Hey ceedub. I have looked into it and the % of the sale they ask for seems reasonable. There are a couple of SS sellers on there but it doesn't seem like they are shifting numbers. (Hella-Slingshots are on there) I felt that it was the wrong market and decided against.


----------



## ceedub (Apr 22, 2013)

f00by said:


> Hey ceedub. I have looked into it and the % of the sale they ask for seems reasonable. There are a couple of SS sellers on there but it doesn't seem like they are shifting numbers. (Hella-Slingshots are on there) I felt that it was the wrong market and decided against.


Thanks for replying, im not trying to under cut anyone that sells there or creep in on anyones turf, I just cant help my self. I always am making something and have always wanted to find a way to make a little extra off of the stuff i make. Etsy seemed like an intreguing option to me. Ive tried selling at a few local consignment shops to no avail. Im just always looking for a way to make a buck off of my stuff.


----------



## Henry the Hermit (Jun 2, 2010)

It looks like a chick site to me. Even the men's section looks like a chick site.


----------



## ceedub (Apr 22, 2013)

Henry in Panama said:


> It looks like a chick site to me. Even the men's section looks like a chick site.

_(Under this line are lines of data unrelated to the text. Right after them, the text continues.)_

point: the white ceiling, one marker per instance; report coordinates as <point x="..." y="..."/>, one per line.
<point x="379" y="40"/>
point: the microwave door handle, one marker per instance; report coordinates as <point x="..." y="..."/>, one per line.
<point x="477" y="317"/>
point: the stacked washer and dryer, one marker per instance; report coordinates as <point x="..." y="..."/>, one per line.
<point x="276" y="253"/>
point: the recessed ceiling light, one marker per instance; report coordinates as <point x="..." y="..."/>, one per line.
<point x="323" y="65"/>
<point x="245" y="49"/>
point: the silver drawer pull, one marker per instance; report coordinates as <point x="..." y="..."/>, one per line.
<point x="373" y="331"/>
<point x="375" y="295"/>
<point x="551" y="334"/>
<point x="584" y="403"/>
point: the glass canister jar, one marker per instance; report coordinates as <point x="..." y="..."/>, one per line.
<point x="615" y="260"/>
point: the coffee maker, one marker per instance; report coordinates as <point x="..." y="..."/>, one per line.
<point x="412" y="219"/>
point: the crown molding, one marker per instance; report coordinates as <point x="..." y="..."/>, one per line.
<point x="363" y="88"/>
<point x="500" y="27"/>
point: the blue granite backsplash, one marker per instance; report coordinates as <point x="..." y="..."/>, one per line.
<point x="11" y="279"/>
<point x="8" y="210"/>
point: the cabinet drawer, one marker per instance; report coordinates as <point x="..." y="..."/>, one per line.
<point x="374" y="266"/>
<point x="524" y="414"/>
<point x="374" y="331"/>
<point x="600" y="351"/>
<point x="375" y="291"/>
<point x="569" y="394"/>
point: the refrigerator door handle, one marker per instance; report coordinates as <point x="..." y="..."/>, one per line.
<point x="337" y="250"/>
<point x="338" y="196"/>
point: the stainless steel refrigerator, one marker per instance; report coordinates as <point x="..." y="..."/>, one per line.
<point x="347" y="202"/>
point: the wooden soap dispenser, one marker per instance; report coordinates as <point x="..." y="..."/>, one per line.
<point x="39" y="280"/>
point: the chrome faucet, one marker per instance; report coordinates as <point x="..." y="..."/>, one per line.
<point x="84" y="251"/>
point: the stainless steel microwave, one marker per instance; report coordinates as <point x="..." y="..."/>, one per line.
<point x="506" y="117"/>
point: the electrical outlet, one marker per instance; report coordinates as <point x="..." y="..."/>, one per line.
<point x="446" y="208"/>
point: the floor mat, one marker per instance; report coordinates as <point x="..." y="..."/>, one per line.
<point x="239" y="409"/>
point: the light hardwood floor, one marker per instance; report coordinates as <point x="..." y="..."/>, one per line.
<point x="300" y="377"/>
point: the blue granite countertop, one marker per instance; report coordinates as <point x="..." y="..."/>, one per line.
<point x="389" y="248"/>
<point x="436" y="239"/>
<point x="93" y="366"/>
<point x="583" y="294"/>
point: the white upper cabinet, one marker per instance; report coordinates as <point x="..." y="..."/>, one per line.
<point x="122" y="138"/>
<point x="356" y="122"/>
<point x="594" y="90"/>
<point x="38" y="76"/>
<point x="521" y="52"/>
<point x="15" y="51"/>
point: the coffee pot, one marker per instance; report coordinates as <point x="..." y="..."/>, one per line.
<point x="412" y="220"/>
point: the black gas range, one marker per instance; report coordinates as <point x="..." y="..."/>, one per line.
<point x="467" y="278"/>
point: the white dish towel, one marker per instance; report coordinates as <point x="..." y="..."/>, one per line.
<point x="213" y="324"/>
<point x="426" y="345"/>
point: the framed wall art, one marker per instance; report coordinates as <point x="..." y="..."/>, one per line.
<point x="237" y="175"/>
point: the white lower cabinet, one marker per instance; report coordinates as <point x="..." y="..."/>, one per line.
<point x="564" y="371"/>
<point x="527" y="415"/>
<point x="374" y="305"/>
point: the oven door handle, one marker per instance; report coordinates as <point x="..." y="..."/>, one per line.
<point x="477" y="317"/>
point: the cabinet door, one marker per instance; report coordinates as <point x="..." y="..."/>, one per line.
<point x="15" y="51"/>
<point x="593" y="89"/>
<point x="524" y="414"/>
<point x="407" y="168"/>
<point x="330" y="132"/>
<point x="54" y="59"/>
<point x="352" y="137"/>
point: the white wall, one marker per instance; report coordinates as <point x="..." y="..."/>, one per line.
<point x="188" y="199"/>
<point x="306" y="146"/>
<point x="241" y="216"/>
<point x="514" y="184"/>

It is, but im running out of family, friends and co-workers to sell my stuff to.


----------



## reset (Apr 13, 2013)

Saderath from this forum sells his on there. Took a look theres quite a few pages of various makers on there actually.


----------



## Crac (Mar 3, 2013)

I never made a shop, but it's something I looked at. Personally I didn't see the value... rightly or wrongly I believe I would be competing against stamped metal slingshots with riveted on knife scales. I do not wish to split hairs but I question the "value" of the market: to my mind a natural is worth a good bit more, a 'good' natural a heaven-load more and a 'great' natural...well we all have our opinions right? My other comment is for me I find it time consuming to cut the retaining grooves by hand, having watched Bill Hays use a router to "blast" the four sides of a 'board cut' in SECONDS... I wonder if the effort if worth it? Time for a Dremel jig I think...

In my opinion there is space in the market.


----------



## Btoon84 (Nov 22, 2011)

ceedub said:


> f00by said:
> 
> 
> > Hey ceedub. I have looked into it and the % of the sale they ask for seems reasonable. There are a couple of SS sellers on there but it doesn't seem like they are shifting numbers. (Hella-Slingshots are on there) I felt that it was the wrong market and decided against.
> ...


Ceedub, have you tried to sell in the "for sale by individuals" section here on the forum?


----------